About All Souls

We are a diverse, spirit-growing, justice-seeking community.

All Souls is a progressive religious community in the heart of DC, at the intersection of Mt. Pleasant, Adams Morgan, and Columbia Heights. We walk diverse paths to find meaning and purpose, but are united by our belief in the worth and dignity of all, and the obligation to express our faith through acts of justice and compassion. Join us as we create a diverse, spirit-growing, justice-seeking community that’s true to our name, All Souls!

Join us for worship on Sunday mornings at 10:30 am, either in person or online. You’ll find us at 1500 Harvard Street NW, Washington DC 20009 (@16th Street). You can contact us at 202.332.5266 or allsouls@allsouls.ws. The Zoom link for Sunday services can be found on our homepage.
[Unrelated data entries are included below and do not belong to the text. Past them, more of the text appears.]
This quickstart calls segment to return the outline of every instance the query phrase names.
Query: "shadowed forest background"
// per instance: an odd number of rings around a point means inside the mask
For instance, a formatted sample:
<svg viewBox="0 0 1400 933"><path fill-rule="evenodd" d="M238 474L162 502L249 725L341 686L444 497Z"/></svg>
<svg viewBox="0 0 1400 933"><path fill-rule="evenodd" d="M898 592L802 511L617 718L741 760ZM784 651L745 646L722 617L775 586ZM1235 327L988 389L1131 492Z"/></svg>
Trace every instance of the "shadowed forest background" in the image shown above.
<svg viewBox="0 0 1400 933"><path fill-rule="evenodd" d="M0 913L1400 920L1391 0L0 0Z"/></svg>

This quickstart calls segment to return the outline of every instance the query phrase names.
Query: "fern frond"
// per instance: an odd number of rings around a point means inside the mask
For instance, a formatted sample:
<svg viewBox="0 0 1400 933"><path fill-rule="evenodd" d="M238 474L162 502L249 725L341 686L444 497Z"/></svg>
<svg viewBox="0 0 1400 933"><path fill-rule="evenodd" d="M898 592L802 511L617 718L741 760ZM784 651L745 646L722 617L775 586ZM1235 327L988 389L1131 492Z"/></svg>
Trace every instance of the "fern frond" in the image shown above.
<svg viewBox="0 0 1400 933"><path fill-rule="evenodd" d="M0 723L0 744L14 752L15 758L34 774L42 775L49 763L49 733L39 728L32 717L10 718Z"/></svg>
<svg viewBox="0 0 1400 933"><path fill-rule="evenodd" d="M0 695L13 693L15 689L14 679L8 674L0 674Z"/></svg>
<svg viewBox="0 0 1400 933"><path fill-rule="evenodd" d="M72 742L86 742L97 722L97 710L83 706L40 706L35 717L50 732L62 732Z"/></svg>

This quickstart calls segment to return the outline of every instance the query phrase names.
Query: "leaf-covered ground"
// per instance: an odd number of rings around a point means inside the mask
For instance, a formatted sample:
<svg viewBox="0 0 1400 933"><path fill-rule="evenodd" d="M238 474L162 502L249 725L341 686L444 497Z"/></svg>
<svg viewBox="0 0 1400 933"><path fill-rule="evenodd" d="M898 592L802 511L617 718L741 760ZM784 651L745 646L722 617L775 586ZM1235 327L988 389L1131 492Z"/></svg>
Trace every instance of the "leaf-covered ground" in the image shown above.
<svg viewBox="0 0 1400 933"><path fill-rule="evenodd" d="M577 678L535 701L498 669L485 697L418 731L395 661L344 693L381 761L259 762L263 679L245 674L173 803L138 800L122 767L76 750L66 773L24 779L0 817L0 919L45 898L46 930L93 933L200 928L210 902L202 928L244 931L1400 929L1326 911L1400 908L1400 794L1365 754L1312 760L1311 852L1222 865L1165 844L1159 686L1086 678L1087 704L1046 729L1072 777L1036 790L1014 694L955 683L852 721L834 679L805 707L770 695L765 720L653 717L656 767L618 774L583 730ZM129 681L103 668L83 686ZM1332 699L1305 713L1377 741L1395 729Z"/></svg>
If you’d like to learn more about the church or Unitarian Universalism, we invite you to About All Souls, a casual, one-hour-long introduction to our community. These sessions happen on the first Sunday of every month, following the service (for now, we’re meeting on Zoom – just stay on the same Zoom call after worship). If you have questions in the meantime, reach out to Membership Manager Gary Penn (gpenn@allsouls.ws; 202.517.1465).

Our History

All Souls Church, Unitarian, has, for two centuries, played a vital role in Washington, DC, and the nation as a whole. Located at the intersection of 16th and Harvard Streets, the congregation’s third church straddles the Mount Pleasant, Columbia Heights, and Adams Morgan neighborhoods. All Souls was founded in 1821 as First Unitarian Church by some of Washington’s most prominent White men, including Secretary of State and future President John Quincy Adams; Secretary of War and future Vice President John C. Calhoun; Architect of the Capitol Charles Bulfinch; and newspaper publisher, city alderman, and future mayor Joseph Gales. Some of the founders were enslavers; others strongly opposed slavery.

In the words of All Souls’ former Senior Minister, Rev. Robert M. Hardies: “Our ancestors dreamed of a special kind of church of the free spirit, unfettered by dogma; a church of the free mind pursuing all truth, a church of the free person, resisting all bonds of oppression. For 200 years, since 1821, All Souls has served as a shelter of those dreams.”

Church Governance

5th Principle: We, the members of All Souls Church Unitarian, covenant to affirm and promote the right of conscience and the use of the democratic process within our congregation and in society at large.

“Democracy means not ‘I am as good as you are,’ but ‘You are as good as I am.'” – Theodore Parker

At All Souls Church Unitarian, the congregation governs the church through representatives elected as church officers and trustees. At the annual Congregational Meeting, members also vote on the church’s budget, changes to our bylaws, and other matters of church governance.